A lot of modern websites relies on Javascript to navigate dynamically in the content. However the usual Python web scrapers (like `requests`) are not able to execute javascript. Since then they are struggling in getting the content of dynamic web pages.

Selenium is THE solution for tackling this problem. Initially it has been created to automate tests on websites. It will open your browser _for real_ and allow you to simulate human interactions in website through Python commands.

For example it can be useful when information is accessible by clicking on buttons (which is not possible with `requests` and `beautifulsoup`).

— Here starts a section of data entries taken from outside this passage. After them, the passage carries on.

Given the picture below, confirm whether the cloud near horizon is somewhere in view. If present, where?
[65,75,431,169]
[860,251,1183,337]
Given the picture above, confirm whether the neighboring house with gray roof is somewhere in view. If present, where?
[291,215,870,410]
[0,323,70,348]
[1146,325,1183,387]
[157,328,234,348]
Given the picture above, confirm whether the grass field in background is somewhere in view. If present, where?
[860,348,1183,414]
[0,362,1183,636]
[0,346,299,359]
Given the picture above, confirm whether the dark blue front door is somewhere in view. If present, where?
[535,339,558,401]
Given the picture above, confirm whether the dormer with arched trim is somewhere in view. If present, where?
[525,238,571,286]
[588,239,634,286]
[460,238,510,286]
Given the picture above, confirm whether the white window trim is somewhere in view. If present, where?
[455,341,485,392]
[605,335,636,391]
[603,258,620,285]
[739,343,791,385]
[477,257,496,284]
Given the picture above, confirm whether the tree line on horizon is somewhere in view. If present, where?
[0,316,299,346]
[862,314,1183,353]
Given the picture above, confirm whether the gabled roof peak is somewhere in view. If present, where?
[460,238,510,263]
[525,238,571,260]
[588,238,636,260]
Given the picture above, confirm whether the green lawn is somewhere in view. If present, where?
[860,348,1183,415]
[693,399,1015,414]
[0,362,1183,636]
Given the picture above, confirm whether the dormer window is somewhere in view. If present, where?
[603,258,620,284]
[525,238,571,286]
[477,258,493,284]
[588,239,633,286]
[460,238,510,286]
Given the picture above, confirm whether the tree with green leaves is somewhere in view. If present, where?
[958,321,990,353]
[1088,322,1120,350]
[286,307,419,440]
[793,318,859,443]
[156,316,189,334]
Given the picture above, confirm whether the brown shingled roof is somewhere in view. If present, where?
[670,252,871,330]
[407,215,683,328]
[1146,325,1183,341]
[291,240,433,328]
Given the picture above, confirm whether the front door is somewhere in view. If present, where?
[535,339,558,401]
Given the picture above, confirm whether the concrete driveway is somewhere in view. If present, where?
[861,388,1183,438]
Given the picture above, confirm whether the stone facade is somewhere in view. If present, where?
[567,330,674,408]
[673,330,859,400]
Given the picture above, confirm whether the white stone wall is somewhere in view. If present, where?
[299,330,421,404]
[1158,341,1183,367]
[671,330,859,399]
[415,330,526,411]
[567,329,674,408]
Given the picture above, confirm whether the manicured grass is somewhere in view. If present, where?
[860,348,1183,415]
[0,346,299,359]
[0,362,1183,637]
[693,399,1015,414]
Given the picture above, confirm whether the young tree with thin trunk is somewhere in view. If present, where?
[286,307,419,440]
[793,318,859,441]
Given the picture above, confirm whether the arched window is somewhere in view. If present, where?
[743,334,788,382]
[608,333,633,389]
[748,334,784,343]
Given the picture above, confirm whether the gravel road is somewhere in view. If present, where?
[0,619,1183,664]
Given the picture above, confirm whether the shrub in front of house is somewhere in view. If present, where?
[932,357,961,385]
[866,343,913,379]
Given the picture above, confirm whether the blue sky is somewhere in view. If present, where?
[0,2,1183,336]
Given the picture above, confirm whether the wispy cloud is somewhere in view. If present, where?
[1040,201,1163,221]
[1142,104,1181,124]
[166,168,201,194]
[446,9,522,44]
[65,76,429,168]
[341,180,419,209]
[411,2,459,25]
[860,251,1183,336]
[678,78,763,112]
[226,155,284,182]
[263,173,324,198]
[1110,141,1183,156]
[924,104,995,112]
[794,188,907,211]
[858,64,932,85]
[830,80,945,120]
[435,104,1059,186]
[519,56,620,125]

### Install Selenium according to this manual

https://selenium-python.readthedocs.io/installation.html#downloading-python-bindings-for-selenium/bin

*NB: On Linux, put your `geckodriver` (the downloaded extension) in the equivalent path on your machine into `/home/<YOUR_NAME>/.local/bin/`*

In [41]:
# from selenium import webdriver
# from selenium.webdriver.common.keys import Keys
# from selenium.webdriver.common.by import By
# from selenium.webdriver.firefox.service import Service
# from selenium.webdriver.firefox.options import Options
# import logging

# # Set up service with log
# service = Service('/snap/bin/geckodriver')
# service.log_level = logging.DEBUG

# # Set up options
# options = Options()
# options.add_argument('-headless')

from selenium import webdriver
from selenium.webdriver.common.keys import Keys
from selenium.webdriver.common.by import By

In [42]:

# Specify the path to the chromedriver if it's not in your PATH
path = '/usr/local/bin/chromedriver'
driver = webdriver.Chrome()
# The driver.get method will lead to a page given by the URL. WebDriver will wait until the page is fully
# loaded (i.e. the "onload" event has been triggered) before returning the control to your script.
# It should be noted that if your page uses a lot of AJAX calls when loading, WebDriver may not know
# when it was fully loaded.
driver.get("http://www.python.org")

# The following line is a statement confirming that the title contains the word "Python".
assert "Python" in driver.title

# WebDriver offers a method `find_element` that aims to search for item based on attributes
# For example, the input text element can be located by its name attribute by
# using the attribute `name` with the value `q`
elem = driver.find_element(By.NAME, "q")

# Then we send keys. This is similar to entering keys using your keyboard.
# Special keys can be sent using the `Keys` class imported in line 7 (from selenium.webdriver.common.keys import Keys).
# For security reasons, we will delete any pre-filled text in the input field
# (for example, "Search") so that it does not affect our search results:
elem.clear()
elem.send_keys("pycon")
elem.send_keys(Keys.RETURN)

# After submitting the page, you should get the result if there is one. To ensure that certain results
# are found, make an assertion that ensures that the source page does not contain the word "No results found".
assert "No results found." not in driver.page_source
driver.close()

### Search engine simulation

We will simulate a query on the official Python website by using the search bar.

In [43]:
# from selenium import webdriver
# from selenium.webdriver.common.keys import Keys
# from selenium.webdriver.common.by import By
# from selenium.webdriver.firefox.service import Service
# from selenium.webdriver.firefox.options import Options
# import logging

# # Set up service with log
# service = Service('/snap/bin/geckodriver')
# service.log_level = logging.DEBUG

# # Set up options
# options = Options()
# options.add_argument('-headless')

# # Here, we create instance of Firefox WebDriver.
# driver = webdriver.Firefox(service=service, options=options)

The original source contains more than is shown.